Pour Christopher Wray, Pékin peut très bien faire usage de TikTok pour semer la division dans l’opinion publique américaine par le biais de « narratifs convaincants » sur le réseau social. Les Américains, a-t-il expliqué, doivent prendre conscience que si les secteurs privé et public aux Etats-Unis sont deux entités différentes, en Chine cette distinction n’existe pas. « C’est là un distinguo que le PCC peut utiliser. »

« Attaques injustifiées »

Grâce à TikTok, le PCC peut avoir accès à des informations confidentielles qui lui permettent de mener des opérations de captage de données à grande échelle de même que des adresses URL. Ainsi se livre-t-il impunément à un espionnage lui aussi massif. « Ces données sont fondamentales » et « ceux qui disposent de l’information ont le pouvoir », a souligné Christopher Wray.

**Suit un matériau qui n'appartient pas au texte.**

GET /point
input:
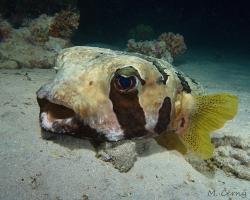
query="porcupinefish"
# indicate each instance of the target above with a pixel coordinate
(107, 95)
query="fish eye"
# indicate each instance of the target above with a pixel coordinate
(125, 84)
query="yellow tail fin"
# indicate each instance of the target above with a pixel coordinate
(211, 112)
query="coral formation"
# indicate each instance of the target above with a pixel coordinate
(167, 47)
(64, 24)
(174, 43)
(141, 32)
(151, 48)
(32, 46)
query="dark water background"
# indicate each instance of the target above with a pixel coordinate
(211, 22)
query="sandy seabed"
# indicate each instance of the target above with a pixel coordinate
(67, 169)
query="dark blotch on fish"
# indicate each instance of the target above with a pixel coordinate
(164, 116)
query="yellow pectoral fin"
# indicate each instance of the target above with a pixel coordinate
(210, 113)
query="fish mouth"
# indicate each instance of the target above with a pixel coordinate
(55, 118)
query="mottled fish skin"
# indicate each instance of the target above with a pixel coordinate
(85, 85)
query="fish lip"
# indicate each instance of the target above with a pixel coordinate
(68, 124)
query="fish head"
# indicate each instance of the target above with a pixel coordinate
(105, 94)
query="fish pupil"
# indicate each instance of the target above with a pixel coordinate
(126, 83)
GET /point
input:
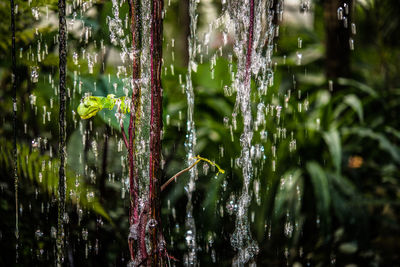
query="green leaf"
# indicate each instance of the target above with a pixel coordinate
(363, 87)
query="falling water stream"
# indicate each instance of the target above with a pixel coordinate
(191, 257)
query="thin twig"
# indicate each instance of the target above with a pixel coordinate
(178, 174)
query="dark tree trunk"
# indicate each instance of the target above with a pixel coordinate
(337, 61)
(154, 224)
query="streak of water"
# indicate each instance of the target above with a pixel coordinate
(191, 256)
(253, 34)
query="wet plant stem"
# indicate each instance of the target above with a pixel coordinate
(157, 243)
(134, 117)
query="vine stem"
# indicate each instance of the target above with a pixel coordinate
(178, 174)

TikTok offre au PCC trois armes numériques majeure pour mener des opérations hostiles contre les États-Unis, dont le captage de données, l’identification des algorithmes et le décryptage des logiciels. « Le contrôle des données, la mise en œuvre de toutes sortes d’opérations sur le big data, a renchéri le directeur du FBI, cela signifie le contrôle des algorithmes qui permet alors de mener des opérations d’influence. C’est aussi le contrôle des logiciels qui permet alors d’accéder à des millions d’installations. Et pour moi, cela traduit des inquiétudes pour notre sécurité nationale. »
TikTok stocke les données des utilisateurs américains sur des serveurs situés en Chine. L’application a admis que des employés basés en Chine y avaient accès, mais dans un cadre strict et limité, et pas le gouvernement chinois. TikTok est utilisé de façon régulière par 14,9 millions de personnes en France et plus de 180 millions aux États-Unis. Le nombre des utilisateurs actifs dépassent 1,2 milliard par mois.

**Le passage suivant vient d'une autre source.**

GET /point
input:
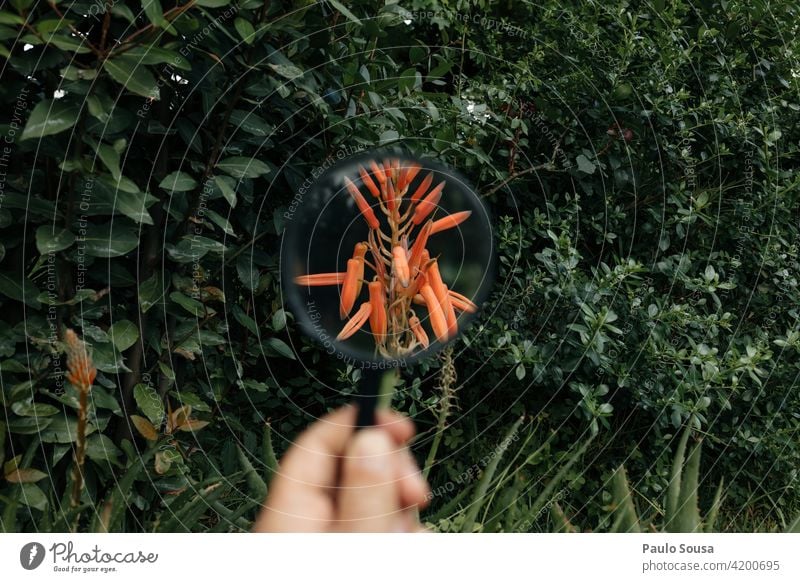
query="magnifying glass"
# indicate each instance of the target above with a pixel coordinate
(386, 259)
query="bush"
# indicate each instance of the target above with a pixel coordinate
(639, 160)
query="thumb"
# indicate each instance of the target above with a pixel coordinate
(368, 499)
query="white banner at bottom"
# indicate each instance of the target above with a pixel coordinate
(401, 557)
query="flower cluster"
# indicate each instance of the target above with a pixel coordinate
(404, 275)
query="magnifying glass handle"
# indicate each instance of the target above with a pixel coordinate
(368, 397)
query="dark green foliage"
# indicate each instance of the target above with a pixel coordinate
(639, 159)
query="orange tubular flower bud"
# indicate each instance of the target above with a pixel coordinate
(422, 188)
(418, 331)
(356, 322)
(359, 252)
(418, 248)
(361, 203)
(369, 183)
(80, 368)
(320, 279)
(461, 302)
(377, 318)
(428, 204)
(450, 221)
(391, 199)
(350, 286)
(438, 319)
(450, 316)
(435, 281)
(400, 265)
(407, 176)
(377, 171)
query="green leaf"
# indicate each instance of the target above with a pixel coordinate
(102, 449)
(63, 430)
(155, 55)
(256, 485)
(288, 71)
(250, 122)
(20, 289)
(149, 402)
(279, 320)
(50, 241)
(49, 118)
(245, 30)
(280, 347)
(226, 186)
(151, 292)
(341, 8)
(110, 158)
(32, 496)
(178, 182)
(154, 12)
(584, 165)
(133, 76)
(109, 240)
(34, 409)
(191, 305)
(123, 334)
(108, 359)
(9, 18)
(240, 167)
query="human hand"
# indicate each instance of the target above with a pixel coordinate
(336, 479)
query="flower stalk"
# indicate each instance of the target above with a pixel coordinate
(81, 373)
(394, 264)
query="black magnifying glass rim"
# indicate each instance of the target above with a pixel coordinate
(292, 292)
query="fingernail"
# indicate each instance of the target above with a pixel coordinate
(372, 449)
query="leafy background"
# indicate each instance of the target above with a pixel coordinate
(639, 159)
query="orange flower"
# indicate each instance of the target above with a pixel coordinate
(461, 302)
(418, 331)
(356, 322)
(350, 287)
(361, 203)
(320, 279)
(377, 171)
(391, 199)
(418, 248)
(428, 204)
(359, 254)
(450, 221)
(80, 369)
(400, 265)
(422, 188)
(377, 318)
(440, 290)
(450, 315)
(368, 182)
(407, 176)
(437, 317)
(403, 272)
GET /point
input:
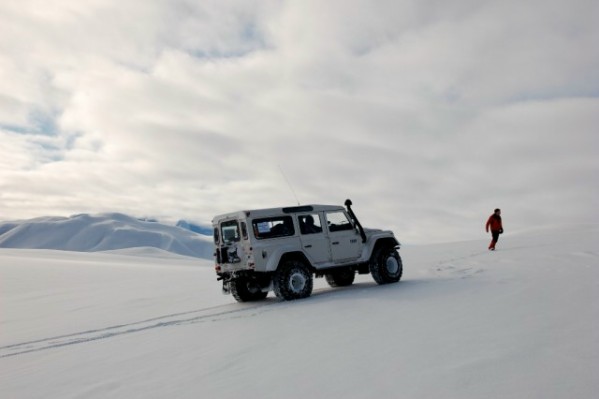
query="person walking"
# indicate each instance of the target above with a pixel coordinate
(494, 223)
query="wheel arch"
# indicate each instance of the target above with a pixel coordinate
(296, 255)
(384, 242)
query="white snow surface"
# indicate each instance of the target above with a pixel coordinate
(520, 322)
(102, 232)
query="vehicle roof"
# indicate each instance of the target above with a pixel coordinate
(252, 213)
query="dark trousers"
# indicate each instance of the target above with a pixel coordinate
(495, 235)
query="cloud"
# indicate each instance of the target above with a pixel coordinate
(427, 114)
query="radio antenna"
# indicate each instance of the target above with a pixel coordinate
(288, 183)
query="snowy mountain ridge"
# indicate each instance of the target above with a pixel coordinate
(102, 232)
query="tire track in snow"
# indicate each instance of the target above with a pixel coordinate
(194, 316)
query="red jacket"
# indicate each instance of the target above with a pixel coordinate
(494, 223)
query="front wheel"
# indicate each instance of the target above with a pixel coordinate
(386, 266)
(292, 280)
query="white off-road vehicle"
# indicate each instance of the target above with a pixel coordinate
(282, 249)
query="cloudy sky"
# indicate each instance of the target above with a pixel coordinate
(427, 114)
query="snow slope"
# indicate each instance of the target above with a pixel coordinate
(520, 322)
(91, 233)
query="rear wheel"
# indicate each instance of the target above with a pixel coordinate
(293, 280)
(386, 266)
(341, 278)
(244, 289)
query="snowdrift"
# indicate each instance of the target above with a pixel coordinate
(104, 232)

Selon les médias américains, la Maison Blanche a récemment posé un ultimatum à ByteDance : si TikTok reste dans son giron, ce groupe sera purement et simplement interdit aux États-Unis. Le 16 mars, la Chine a démenti toutes ces accusations et exhorté les Américains à cesser les « attaques injustifiées » contre l’application. Washington « n’a jusqu’à présent pas fourni de preuves que TikTok menace la sécurité nationale des États-Unis, a ainsi réagi le 16 mars devant la presse un des porte-parole de la diplomatie chinoise, Wang Wenbin. Les États-Unis devraient cesser de diffuser de fausses informations sur les questions de sécurité des données, cesser les attaques injustifiées [contre TikTok] et fournir un environnement commercial ouvert, équitable, juste et non discriminatoire » aux entreprises étrangères.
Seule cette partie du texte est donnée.